Market structure: The executive-order threat (25% example) structurally favors defense, domestic heavy industry and commodity exporters while penalizing import-dependent retail, electronics and auto supply-chains. If implemented at even a fraction (10–25%) on targeted import flows, expect 2–6% EPS headwinds for large US retailers over 6–12 months and a re‑routing of trade that benefits US-based steel (NUE, X) and defence primes (LMT, RTX). Cross-asset: immediate upside pressure on Brent/WTI (10–20% shock risk), safe‑haven bids in USD and gold, and a flaring of equity and FX volatility in EMs tied to Iran/region trade. Risk assessment: Tail risks include rapid escalation to kinetic conflict (severe oil shock >40% in days) or broad secondary sanctions that freeze bank corridors—both would spike volatility and credit spreads. Near-term (days–weeks) pricing will be driven by headlines from Oman talks and next meeting; medium-term (3–12 months) depends on legal/political pushback and implementation mechanics. Hidden dependencies: marine insurance, correspondent banking links, and clearing chains (SWIFT) can transmit second‑order shocks to logistics and commodity offtakes.

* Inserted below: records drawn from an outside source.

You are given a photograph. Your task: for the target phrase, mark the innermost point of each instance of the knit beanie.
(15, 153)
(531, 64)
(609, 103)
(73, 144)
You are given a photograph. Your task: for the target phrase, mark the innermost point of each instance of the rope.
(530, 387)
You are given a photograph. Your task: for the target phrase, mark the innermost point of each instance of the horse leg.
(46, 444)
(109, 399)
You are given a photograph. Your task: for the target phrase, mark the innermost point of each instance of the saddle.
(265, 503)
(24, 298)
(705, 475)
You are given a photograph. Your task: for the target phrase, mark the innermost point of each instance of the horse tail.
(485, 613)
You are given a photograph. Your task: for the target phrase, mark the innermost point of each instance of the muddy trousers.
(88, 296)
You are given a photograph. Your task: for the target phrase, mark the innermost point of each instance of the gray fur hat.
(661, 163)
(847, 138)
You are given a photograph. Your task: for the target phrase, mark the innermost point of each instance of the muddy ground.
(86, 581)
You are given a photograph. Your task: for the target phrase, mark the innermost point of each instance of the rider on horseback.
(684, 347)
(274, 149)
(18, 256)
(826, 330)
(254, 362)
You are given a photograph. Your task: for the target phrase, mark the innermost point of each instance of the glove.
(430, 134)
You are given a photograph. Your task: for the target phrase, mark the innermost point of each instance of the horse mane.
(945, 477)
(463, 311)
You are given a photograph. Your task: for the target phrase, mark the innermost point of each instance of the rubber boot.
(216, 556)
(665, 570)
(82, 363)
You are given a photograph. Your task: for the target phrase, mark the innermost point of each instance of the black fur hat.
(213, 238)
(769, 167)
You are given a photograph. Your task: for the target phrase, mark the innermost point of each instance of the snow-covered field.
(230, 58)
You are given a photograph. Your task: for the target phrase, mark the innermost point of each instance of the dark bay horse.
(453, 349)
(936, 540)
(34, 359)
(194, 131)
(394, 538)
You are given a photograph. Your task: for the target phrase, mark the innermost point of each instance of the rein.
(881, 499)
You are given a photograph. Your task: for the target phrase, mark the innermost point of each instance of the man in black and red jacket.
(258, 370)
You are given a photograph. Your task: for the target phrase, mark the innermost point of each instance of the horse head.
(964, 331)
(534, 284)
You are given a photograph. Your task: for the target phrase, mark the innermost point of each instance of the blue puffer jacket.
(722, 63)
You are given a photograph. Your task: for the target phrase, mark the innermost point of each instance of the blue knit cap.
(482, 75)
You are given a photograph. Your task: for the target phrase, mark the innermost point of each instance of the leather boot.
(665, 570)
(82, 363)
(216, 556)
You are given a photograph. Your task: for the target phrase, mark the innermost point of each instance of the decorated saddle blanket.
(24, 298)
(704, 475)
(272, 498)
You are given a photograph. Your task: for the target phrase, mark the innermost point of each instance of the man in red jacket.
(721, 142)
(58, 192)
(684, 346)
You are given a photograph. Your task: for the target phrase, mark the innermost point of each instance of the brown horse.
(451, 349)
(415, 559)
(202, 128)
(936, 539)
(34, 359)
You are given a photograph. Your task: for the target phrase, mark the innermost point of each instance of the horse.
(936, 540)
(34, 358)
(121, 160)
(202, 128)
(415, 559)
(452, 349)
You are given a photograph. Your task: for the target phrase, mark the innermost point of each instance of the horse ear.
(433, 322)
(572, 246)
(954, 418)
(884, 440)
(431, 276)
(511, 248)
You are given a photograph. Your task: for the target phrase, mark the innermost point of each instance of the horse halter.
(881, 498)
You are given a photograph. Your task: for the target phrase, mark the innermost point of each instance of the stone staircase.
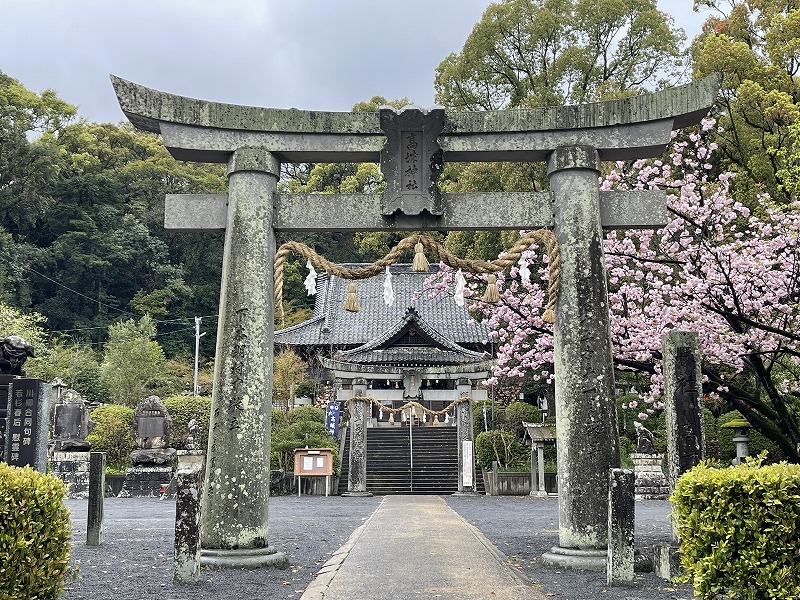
(389, 461)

Trade implications: Tactical plays: buy defense and energy risk-premium while hedging event risk — favor 3–9 month exposures: long LMT/RTX/ITA and XLE/XOM, buy Brent call spreads and GLD as tail hedges; trim/import‑exposed retail (WMT, TGT, XRT) and use put spreads for defined risk. Use relative trades: long domestic steel (NUE) vs short high-import OEMs. Entry: scale in over 48–120 hours; exit/flip if Oman talks produce binding deal within 30–60 days or customs rules clarify no enforcement. Contrarian angle: Consensus underestimates legal and operational friction—broad unilateral tariffs on countries trading with Iran are likely to face immediate trade retaliation and court challenges, making a full 25% universal tariff low-probability. That creates opportunities to buy oversold EM exporters and shipping names on washouts; conversely, defense/commodities rallies may be overcooked on headlines and should be trimmed on deal breakthroughs.